Another question being asked is, why Rafale? When both Rafale and Eurofighter Typhoon equally met all technical requirements by the Indian Air Force, why is it that the government went in for the Rafale?

In fact, on 4 July 2014, the German-made Eurofighter Typhoon even gave a written offer to Arun Jaitley to reduce prices by 20 per cent. Why did Prime Minister Narendra Modi and the Defence Minister then not ask both companies to submit fresh bids through ‘inter-governmental agreement’ route and get the lowest price?

Officials said that EADS, which had offered Eurofighter Typhoon, emerged as the L2 vendor on 31 January 2011 in the MMRCA procurement process.

“Barely 10 days after that, EADS had submitted an unsolicited letter to the UPA government claiming to provide 20 per cent discount on certain lines and not on their entire offer. The MoD at that stage took a decision not to consider the offer as it was seen as incoherent and not adding up,” the officials said, adding that even the DPP does not permit submission of any counter offer by the L2 vendor.

And it was for these very reasons, the officials said, the then UPA government’s defence minister, A K Antony, had decided to not take into cognisance the offer of EADS.

The same offer, which was earlier rejected by the UPA government in 2011, was again made to the MoD in July 2014.

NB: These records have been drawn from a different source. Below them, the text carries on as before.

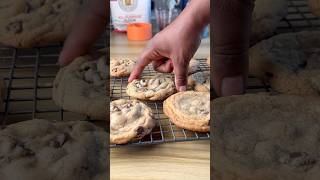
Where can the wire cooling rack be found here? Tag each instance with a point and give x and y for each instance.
(165, 131)
(29, 76)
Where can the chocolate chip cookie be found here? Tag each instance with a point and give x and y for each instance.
(41, 149)
(266, 17)
(121, 67)
(81, 86)
(130, 120)
(199, 81)
(155, 88)
(29, 23)
(289, 62)
(266, 137)
(189, 110)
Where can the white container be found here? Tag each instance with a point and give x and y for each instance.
(129, 11)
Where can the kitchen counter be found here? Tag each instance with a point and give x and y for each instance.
(177, 160)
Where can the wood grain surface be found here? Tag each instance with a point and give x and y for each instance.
(177, 160)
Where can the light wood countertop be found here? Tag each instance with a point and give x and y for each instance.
(177, 160)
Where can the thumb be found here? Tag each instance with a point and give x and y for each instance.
(180, 75)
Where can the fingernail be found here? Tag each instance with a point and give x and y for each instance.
(232, 86)
(182, 88)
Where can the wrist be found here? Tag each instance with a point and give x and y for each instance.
(196, 16)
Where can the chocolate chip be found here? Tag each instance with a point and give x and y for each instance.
(14, 27)
(140, 131)
(62, 138)
(269, 74)
(303, 64)
(27, 8)
(59, 140)
(295, 154)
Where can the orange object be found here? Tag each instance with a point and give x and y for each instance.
(139, 31)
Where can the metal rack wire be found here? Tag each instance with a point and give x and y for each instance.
(29, 75)
(165, 130)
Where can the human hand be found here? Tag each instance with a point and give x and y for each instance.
(88, 26)
(173, 47)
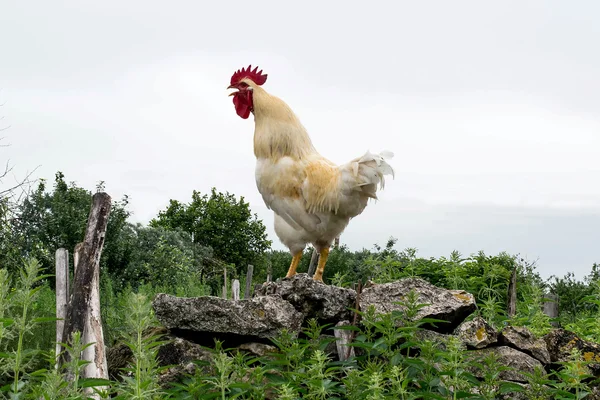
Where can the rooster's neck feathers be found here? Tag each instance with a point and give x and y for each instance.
(278, 131)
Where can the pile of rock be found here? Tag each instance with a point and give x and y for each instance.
(288, 304)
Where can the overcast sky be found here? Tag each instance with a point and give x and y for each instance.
(492, 109)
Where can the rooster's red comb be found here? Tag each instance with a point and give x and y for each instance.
(257, 77)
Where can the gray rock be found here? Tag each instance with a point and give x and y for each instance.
(452, 306)
(181, 356)
(261, 317)
(258, 349)
(522, 339)
(476, 333)
(326, 303)
(440, 339)
(517, 361)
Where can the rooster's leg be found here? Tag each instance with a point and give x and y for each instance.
(294, 265)
(321, 267)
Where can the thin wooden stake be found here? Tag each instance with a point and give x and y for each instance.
(343, 339)
(62, 295)
(248, 281)
(550, 307)
(225, 283)
(235, 289)
(314, 258)
(269, 271)
(512, 293)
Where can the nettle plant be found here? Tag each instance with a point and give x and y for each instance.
(394, 358)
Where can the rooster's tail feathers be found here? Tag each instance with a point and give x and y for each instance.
(370, 170)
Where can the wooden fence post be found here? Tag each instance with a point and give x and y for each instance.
(62, 295)
(225, 283)
(313, 262)
(550, 307)
(342, 339)
(85, 282)
(235, 289)
(269, 271)
(512, 293)
(248, 281)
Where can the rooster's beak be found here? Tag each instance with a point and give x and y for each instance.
(231, 87)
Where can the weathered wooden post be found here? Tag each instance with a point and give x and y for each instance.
(62, 295)
(81, 311)
(235, 289)
(550, 307)
(512, 293)
(248, 281)
(225, 283)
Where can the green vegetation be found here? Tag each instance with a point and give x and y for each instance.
(184, 250)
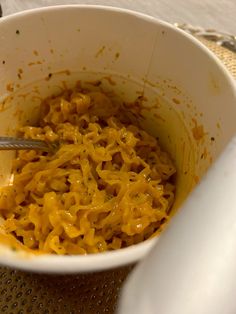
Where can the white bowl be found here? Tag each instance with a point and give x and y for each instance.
(194, 118)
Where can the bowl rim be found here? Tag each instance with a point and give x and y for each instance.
(111, 259)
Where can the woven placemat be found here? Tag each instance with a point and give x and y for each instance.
(94, 293)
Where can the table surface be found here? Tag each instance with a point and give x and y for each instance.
(217, 14)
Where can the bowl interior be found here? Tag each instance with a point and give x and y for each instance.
(187, 96)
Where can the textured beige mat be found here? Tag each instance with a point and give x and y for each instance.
(87, 294)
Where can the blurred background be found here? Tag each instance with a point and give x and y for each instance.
(214, 14)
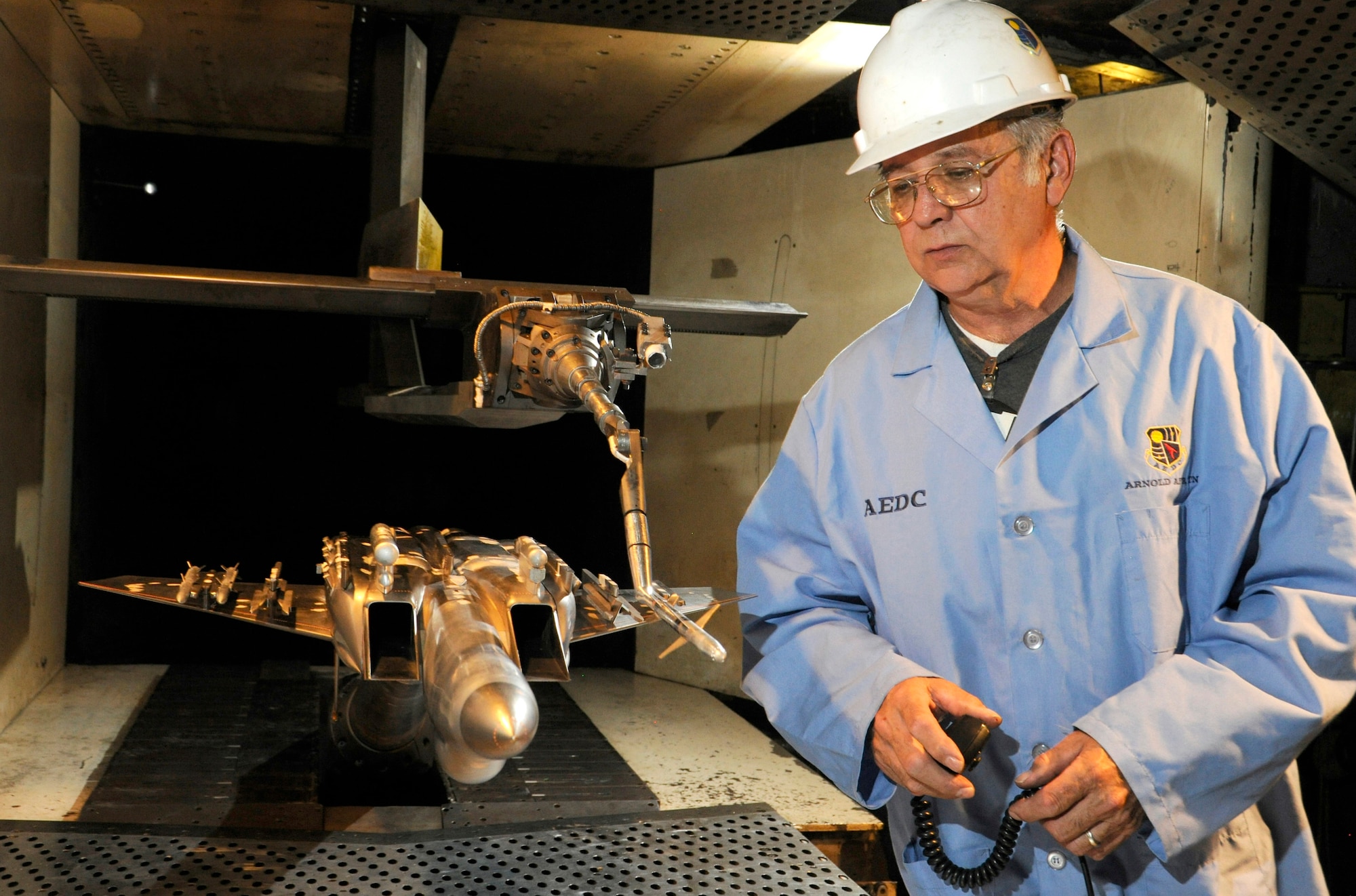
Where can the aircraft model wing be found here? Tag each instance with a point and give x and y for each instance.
(306, 613)
(591, 622)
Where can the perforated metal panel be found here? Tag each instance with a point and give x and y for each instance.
(666, 855)
(749, 20)
(1283, 66)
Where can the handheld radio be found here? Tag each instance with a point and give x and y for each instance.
(970, 737)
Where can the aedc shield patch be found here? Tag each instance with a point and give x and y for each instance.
(1165, 448)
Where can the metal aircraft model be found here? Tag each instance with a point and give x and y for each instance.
(444, 628)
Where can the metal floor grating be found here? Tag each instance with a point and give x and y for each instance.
(1286, 67)
(725, 851)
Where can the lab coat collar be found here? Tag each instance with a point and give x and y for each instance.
(1098, 315)
(949, 398)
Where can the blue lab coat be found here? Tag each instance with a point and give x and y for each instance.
(1163, 555)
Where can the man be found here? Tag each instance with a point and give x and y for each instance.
(1091, 502)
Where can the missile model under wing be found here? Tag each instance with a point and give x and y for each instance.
(444, 631)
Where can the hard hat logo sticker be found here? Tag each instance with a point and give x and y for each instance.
(1024, 35)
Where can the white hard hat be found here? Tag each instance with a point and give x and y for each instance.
(947, 66)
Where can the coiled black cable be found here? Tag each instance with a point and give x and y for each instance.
(949, 871)
(992, 867)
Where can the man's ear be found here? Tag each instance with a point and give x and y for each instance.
(1061, 158)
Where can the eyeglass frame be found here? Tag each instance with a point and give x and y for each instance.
(921, 178)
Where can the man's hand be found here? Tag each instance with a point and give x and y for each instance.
(1081, 790)
(908, 744)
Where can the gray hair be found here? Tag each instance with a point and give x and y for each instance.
(1035, 129)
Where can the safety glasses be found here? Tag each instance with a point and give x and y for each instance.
(953, 184)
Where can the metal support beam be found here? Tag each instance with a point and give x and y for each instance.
(401, 78)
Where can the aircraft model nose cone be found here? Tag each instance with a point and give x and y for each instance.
(500, 720)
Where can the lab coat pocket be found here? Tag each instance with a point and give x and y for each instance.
(1153, 552)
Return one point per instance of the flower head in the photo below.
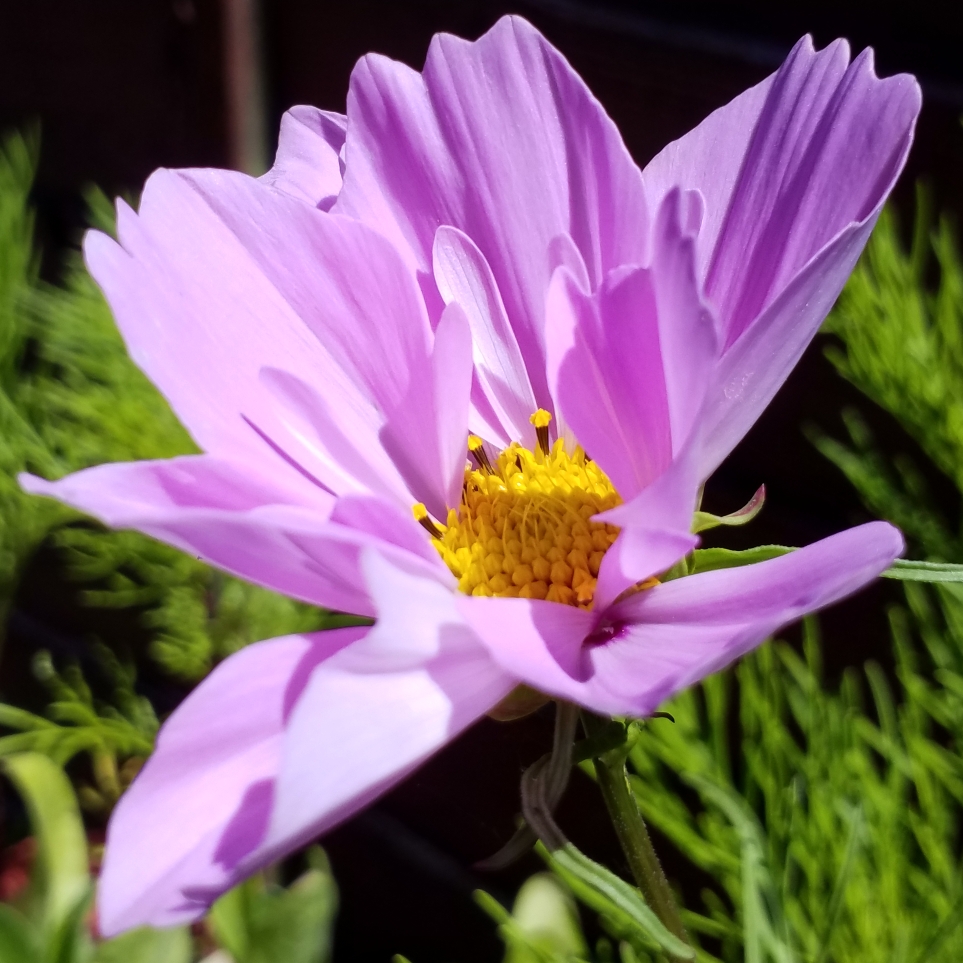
(398, 350)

“EADS’s unsolicited offer was rejected by the NDA government due to the same reasons for which it was earlier rejected by the UPA government,” the officials said.

On why no prior permission of ‘Cabinet Committee on Security’ was taken by Prime Minister Modi, officials said such a permission was not a requirement under the defence procurement procedures.

As per Appendix C of defence procurement procedure (DPP) 2013 “BROAD TIME FRAME FOR PROCUREMENT ACTIVITIES”, approval of the CCS is to be obtained after finalisation of the CNC report and offset contract and just prior to the signing of the contract.

“Exactly the same process was followed. The CNC report and offset contract were finalised in July 2016 and after CCS approval in August 2016, the IGA and supply contracts were signed on 23 September 2016,” they added.

Asked why the state-run Hindustan Aeronautics Limited was superseded for a Rs 30,000 crore ‘offset contract’ in favour of a private company, despite the fact that HAL had already signed a ‘work share agreement’ on 13 March 2014 with Dassault Aviation, officials said the agreement had nothing to do with offsets.

“It pertained to licence manufacture of 108 MMRCA in India for which, the MMRCA request for proposal had nominated HAL as the lead production agency. There is no licence manufacture involved in 36 Rafale IGA,” officials said.

On the contrary, they said that the offset contract finalised with Dassault Aviation for 126 MMRCA deal mentioned the names of the Indian offset partners (IOPs) and HAL’s share in it was almost negligible.

Further, as per the defence procurement procedure, any original equipment manufacturer (OEM) is free to select its Indian offset partners to discharge offset obligations.

“Dassault Aviation’s decision to form joint venture with an IOP of its choice is, therefore, fully compliant with DPP. The offset regulations under DPP 2013 are in continuation with what was introduced by the UPA government in DPP-2007. There is no change in the rule position for selection of IOP from 2007 to 2013.”

A ‘Centre for Land Welfare’ report published in 2013 has details of 20 offset contracts signed between 2007 and 2014. The same process was followed by all OEMs in the selection of their Indian partners for discharge of offsets.

Thus, the NDA seems to have a befitting reply to each claim of the UPA, but one still wonders where the country is headed, for as long as the two remain at loggerheads, all good deals will be stifled by politics.